The cliché usually runs: From disaster to relief. But judging by a recent lead story of one of the country’s most well known newspapers, the reverse might well be true. Headlined, “No disaster communication system despite spending crores,” it points out that the Uttarakhand calamity has highlighted how advanced communication technology available with the government,was not deployed either for preparing for it or for quick response. “There were no early warning systems, and once disaster struck, no communication system for several days as mobile networks collapsed.”

Those who remember the 2004 Tsunami assault or the flood havoc caused by the River Kosi changing its course, may not be too surprised. During the 2004 Tsunami, it was the low cost community communication mechanisms that often showed the way despite sophisticated surveillance systems deployed by the government. The experience of the MSSRF Village Information Centre in Nallavadu – a fishing village in coastal Tamil Nadu – is a case in point. The warning that the local community received on December 26, 2004 did not come from the internet, or a government weather surveillance system, but from a former project volunteer who was based in Singapore one and was “watching a news item about the earthquake that had just occurred off the coast of Indonesia. Worried about the potential impact on his family of giant waves that were reported to be spreading across the Indian Ocean, he telephoned his sister in Nallavadu.” The information was disseminated through the MSSRF public loudspeaker. The result was that “not one of more than 3,500 villagers lost their lives.” In fact the potential of community radio as underlined by Navin Chawla (then I & B Secretary) when he acknowledged that it “was an important component in disaster preparedness.” Mr Chawla requested Dr Sridhar, then head of Anna FM, (which was the sole community radio station at that time) to set up a similar community radio station at the Nicobar islands. Unfortunately, there was little or no government follow up.

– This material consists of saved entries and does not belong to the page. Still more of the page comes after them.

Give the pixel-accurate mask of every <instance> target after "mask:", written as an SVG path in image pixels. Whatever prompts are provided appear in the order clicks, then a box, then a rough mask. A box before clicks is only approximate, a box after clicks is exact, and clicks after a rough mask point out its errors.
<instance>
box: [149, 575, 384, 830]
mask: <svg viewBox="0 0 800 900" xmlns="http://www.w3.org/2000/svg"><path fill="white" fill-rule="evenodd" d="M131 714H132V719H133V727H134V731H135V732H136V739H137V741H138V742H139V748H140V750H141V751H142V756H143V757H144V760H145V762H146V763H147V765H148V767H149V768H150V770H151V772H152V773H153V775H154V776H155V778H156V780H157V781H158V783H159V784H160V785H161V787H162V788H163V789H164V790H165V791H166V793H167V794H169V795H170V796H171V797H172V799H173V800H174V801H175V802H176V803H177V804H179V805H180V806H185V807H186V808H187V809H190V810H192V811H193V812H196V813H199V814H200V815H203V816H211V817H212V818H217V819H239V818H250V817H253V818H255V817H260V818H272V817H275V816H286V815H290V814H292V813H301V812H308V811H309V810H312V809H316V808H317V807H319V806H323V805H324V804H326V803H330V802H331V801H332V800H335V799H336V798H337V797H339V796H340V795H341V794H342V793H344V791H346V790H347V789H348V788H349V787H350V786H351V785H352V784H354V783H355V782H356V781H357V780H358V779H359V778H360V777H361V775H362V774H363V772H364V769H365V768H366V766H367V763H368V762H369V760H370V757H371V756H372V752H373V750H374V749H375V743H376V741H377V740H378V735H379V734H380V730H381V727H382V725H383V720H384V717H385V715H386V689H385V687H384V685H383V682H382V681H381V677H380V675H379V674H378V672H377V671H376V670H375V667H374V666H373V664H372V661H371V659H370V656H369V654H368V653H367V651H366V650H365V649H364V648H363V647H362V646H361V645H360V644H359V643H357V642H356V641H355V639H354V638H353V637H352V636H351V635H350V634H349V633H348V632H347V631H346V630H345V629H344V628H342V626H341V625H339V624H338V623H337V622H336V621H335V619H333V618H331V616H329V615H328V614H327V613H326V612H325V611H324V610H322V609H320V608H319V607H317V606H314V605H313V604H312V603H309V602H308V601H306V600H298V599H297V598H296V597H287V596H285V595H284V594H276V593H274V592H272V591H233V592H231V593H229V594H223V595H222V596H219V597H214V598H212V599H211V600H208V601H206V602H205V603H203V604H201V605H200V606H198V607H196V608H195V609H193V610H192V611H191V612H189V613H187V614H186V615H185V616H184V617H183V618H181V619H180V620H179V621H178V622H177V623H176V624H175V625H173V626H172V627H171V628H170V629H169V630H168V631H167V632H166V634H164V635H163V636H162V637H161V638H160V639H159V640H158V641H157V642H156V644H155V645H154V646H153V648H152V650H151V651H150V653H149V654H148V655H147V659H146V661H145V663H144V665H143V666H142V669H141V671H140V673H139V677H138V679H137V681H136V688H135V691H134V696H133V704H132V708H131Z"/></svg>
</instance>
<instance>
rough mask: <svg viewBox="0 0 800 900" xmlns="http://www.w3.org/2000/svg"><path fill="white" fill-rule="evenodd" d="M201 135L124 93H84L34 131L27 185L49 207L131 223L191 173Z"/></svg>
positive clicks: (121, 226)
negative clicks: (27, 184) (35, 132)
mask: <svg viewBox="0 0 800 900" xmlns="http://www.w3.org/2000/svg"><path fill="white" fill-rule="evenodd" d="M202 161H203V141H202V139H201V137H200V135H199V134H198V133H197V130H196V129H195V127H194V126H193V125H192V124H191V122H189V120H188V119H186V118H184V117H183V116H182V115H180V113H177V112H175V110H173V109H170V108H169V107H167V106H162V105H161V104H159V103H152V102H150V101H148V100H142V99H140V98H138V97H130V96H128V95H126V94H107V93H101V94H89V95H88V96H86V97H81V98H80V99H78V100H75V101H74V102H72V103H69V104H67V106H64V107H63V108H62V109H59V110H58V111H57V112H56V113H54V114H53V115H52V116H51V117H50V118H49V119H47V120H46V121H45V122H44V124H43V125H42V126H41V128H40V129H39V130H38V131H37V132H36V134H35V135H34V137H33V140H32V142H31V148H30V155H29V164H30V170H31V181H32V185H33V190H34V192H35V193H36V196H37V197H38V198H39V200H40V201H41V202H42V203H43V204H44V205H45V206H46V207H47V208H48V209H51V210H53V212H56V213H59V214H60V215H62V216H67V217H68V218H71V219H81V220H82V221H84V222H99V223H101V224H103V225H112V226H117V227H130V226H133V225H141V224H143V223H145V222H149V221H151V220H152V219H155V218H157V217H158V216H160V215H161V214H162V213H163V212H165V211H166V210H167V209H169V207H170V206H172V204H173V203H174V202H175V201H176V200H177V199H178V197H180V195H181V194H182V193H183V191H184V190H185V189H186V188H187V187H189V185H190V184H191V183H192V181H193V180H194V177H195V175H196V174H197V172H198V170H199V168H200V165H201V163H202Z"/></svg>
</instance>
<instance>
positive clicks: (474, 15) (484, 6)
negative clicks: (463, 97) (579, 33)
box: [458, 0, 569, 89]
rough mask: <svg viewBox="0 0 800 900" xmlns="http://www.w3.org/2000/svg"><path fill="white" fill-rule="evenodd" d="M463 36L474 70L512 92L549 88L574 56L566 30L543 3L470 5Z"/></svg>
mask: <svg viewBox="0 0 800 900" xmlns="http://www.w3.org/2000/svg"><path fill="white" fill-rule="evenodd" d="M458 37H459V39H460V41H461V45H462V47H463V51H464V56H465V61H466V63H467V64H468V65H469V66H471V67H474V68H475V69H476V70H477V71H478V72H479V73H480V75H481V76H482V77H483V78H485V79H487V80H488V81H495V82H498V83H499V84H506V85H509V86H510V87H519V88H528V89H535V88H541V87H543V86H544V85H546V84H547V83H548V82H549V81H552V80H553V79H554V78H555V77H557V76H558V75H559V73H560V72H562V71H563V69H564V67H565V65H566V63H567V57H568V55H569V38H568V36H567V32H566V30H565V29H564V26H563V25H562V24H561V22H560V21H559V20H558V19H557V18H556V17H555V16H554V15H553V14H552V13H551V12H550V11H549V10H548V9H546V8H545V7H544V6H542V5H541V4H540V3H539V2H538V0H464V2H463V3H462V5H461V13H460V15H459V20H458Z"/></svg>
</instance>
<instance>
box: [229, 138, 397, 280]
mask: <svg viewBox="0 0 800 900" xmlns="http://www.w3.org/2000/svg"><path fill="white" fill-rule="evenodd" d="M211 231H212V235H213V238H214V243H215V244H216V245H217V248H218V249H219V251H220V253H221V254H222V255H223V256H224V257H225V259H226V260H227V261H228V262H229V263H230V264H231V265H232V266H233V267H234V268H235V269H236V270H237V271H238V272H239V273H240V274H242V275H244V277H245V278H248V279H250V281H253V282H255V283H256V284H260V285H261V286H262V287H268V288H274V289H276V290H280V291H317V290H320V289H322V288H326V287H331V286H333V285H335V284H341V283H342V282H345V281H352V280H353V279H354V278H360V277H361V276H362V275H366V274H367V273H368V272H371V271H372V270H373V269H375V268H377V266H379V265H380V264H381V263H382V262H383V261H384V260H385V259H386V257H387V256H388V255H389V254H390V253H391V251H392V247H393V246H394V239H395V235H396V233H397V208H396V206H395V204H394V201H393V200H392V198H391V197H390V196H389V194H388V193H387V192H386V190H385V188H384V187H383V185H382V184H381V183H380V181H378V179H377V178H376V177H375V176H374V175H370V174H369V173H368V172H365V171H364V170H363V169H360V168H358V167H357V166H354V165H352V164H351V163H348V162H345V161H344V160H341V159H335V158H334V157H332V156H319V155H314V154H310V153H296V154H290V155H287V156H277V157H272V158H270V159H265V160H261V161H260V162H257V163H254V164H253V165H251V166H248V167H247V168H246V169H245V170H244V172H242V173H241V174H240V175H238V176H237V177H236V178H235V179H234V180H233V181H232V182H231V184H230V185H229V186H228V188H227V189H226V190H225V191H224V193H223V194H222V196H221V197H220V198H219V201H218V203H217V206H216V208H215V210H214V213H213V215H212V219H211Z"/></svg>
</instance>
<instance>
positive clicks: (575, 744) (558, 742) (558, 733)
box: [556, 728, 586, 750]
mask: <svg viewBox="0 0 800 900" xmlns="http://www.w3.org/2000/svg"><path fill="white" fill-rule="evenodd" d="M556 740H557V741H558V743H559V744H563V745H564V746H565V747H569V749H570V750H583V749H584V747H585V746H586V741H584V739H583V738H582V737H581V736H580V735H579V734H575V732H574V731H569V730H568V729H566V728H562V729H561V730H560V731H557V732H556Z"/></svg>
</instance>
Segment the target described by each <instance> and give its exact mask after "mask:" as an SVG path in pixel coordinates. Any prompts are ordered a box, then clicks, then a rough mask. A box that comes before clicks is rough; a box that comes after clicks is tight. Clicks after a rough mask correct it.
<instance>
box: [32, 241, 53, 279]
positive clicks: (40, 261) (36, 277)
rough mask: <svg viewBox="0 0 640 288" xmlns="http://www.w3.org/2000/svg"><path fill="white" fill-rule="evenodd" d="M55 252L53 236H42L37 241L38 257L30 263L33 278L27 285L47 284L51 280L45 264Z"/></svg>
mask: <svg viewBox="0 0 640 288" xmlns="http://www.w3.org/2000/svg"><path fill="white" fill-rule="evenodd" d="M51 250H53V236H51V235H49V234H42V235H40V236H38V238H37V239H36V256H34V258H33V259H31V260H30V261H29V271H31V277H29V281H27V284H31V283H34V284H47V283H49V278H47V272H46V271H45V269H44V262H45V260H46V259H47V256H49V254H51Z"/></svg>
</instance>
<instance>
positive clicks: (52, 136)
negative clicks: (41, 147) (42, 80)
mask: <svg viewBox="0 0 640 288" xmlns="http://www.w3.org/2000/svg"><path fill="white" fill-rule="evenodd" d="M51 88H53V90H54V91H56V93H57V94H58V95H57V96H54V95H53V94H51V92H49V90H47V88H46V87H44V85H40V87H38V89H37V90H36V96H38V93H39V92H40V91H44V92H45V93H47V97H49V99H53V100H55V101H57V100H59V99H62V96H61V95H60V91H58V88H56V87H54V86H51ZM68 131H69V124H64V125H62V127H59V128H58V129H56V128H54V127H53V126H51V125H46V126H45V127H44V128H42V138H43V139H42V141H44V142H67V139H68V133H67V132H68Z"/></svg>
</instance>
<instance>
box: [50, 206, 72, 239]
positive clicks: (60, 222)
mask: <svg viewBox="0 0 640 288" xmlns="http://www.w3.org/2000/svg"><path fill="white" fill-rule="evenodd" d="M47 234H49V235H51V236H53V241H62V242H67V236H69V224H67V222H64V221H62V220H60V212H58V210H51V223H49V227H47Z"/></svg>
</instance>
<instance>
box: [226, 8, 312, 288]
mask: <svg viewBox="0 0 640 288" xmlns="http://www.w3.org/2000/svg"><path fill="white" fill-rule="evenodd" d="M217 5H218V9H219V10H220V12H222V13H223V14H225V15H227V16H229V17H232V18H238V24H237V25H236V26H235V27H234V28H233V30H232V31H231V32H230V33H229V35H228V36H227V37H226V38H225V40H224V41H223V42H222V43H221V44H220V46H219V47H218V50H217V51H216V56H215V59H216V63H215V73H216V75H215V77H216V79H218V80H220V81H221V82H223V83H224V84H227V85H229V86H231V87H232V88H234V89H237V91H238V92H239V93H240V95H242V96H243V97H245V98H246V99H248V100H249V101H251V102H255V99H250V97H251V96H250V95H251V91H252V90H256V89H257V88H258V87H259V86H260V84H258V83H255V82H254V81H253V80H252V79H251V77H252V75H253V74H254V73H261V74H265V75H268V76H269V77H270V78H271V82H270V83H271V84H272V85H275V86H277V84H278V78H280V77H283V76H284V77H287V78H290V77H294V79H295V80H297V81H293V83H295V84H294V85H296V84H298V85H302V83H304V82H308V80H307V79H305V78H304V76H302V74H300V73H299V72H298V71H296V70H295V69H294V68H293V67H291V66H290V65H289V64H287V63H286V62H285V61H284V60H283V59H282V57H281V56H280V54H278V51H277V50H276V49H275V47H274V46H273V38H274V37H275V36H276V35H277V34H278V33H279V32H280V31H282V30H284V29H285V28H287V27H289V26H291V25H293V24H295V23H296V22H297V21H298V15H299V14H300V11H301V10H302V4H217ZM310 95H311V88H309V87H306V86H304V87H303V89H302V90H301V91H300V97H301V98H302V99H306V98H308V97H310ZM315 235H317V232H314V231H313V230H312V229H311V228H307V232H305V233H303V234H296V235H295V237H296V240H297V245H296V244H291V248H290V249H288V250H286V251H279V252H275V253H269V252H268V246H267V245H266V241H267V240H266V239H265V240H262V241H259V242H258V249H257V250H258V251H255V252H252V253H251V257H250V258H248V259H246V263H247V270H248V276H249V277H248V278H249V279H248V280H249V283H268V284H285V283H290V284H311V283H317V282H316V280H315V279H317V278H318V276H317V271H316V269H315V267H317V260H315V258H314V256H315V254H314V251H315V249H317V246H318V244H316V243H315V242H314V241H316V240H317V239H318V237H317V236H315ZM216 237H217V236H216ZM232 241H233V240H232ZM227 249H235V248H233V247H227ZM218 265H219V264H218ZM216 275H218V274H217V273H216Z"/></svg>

A similar scenario unraveled post the Kosi floods in Bihar in 2008. Despite efforts from community radio advocates to initiate emergency radio, their proposals fell on deaf ears  within New Delhi’s corridors of power. About three months post the floods, a field recce carried out by AMARC in North Bihar suggested that the relief mechanisms left much to be desired. While the promises were many, delays had aggravated a shortage of food provisions, health problems and infrastructure break downs. While village after village bemoaned the lack of timely information, the role of mobile telephony was applauded. Similar sentiments were evinced about radio.But there was a twist to the tale. It was BBC Hindi service that was unanimously applauded to be the most comprehensive information player. AIR Featured—but it appeared to come a distant second except for its farm radio programmes.

Now that NDMA have reiterated the critical importance of community radio and the relevance of a network of community based FM stations in Uttarkhand, we need to hit the ground running. All of us need to support and explore how we can strengthen the efforts made by community radio advocates and practitioners in CRF, CRAI, and like minded groups to make community radio stations a reality in the affected areas. From Nepal, to Haiti, to Japan community radio has proven credentials in terms of disaster mitigation and management. We can afford to ignore the writing on the wall – only at the peril of allowing relief to blindly hurtle into yet another disaster.